Des services secrets, nous ne savons que les échecs et rarement les succès. Si l'échec provoque l'anathème, l'ingratitude est fille de la victoire. Quand à la gloire, il faut l'oublier, elle est pour les autres...

mardi 2 décembre 2025

Blocages et déblocages : le bel avenir de la manœuvre

 

La relative stabilité du front ukrainien depuis le printemps 2023, la persistance d’un combat d’attrition et l’incapacité des forces blindées mécanisées des deux camps à renouer avec des mouvements d’ampleur semblent indiquer que la manœuvre est durablement condamnée et que l’attrition imposera à l’avenir toujours sa loi, celle des rapports de force bruts, de la destruction des hommes et du matériel et de la confrontation d’appareils de production avec, en toile de fond, la « révolution des drones » qui frapperait d’obsolescence les vieux modèles de forces blindées-mécanisées.

Au cœur de la pensée militaire des puissances occidentales – et notamment de la France – depuis la fin des années 1970, la manœuvre a longtemps été opposée, de manière simpliste et manichéenne, à l’attrition qu’imposait en apparence la bataille conduite. Manœuvrer semblait la « bonne » méthode, la méthode noble : obtenir un effet systémique sur l’adversaire en concentrant les forces sur un point faible, parvenir à s’affranchir de la ligne de front tout en étant économe en moyens, rester mobile en toute circonstance, préserver sa liberté d’action, détruire l’autre sans avoir soi – même à subir sur le champ de bataille des pertes que, de toute façon, les sociétés occidentales ne semblaient plus décidées à supporter depuis la fin des guerres de décolonisation.

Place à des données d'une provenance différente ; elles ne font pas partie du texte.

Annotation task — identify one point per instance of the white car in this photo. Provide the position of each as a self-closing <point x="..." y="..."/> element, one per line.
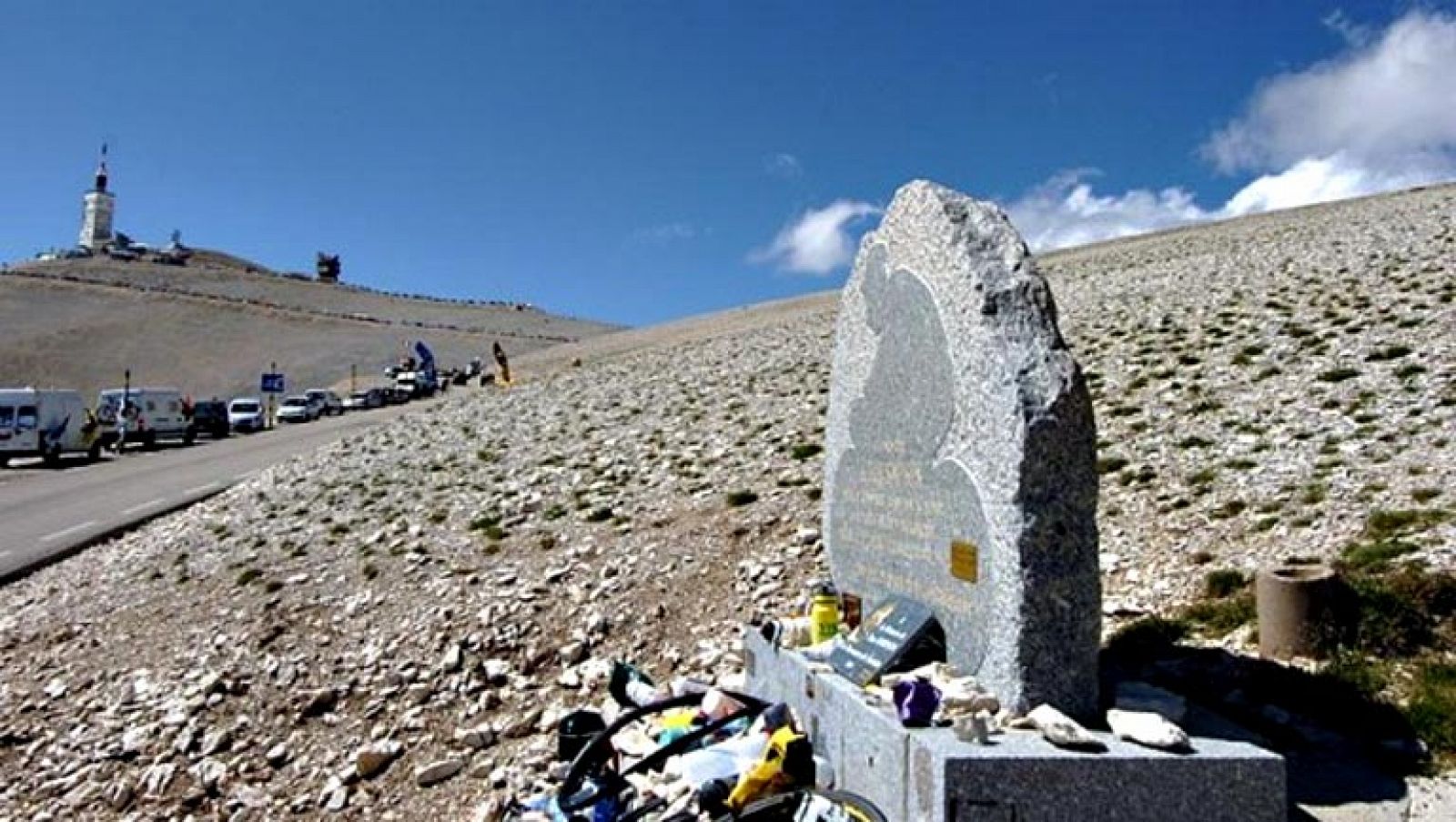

Manier la foudroyance, pour ne plus subir Verdun. Foch et Leclerc, contre Pétain et Nivelle. Fermez le ban. À ce titre, la guerre d’Ukraine serait un retour au réel assez violent, rappelant que lorsqu’un conflit majeur survient entre deux États, passé le choc initial, l’attrition reprendrait forcément « ses droits » de manière d’autant plus inéluctable que la transparence du champ de bataille numérique et la démocratisation de la frappe de précision dans la troisième dimension neutralisent tout espoir de concentration de forces. Mais c’est là une grille déterministe qui ne résiste pas à une lecture attentive des évènements : d’une part, les conditions mêmes du blocage tactique et de l’attrition évoluent de manière non linéaire depuis 2022 – les adversaires s’adaptent – et, d’autre part, des perspectives existent pour rétablir (ou subir) le retour de la manœuvre.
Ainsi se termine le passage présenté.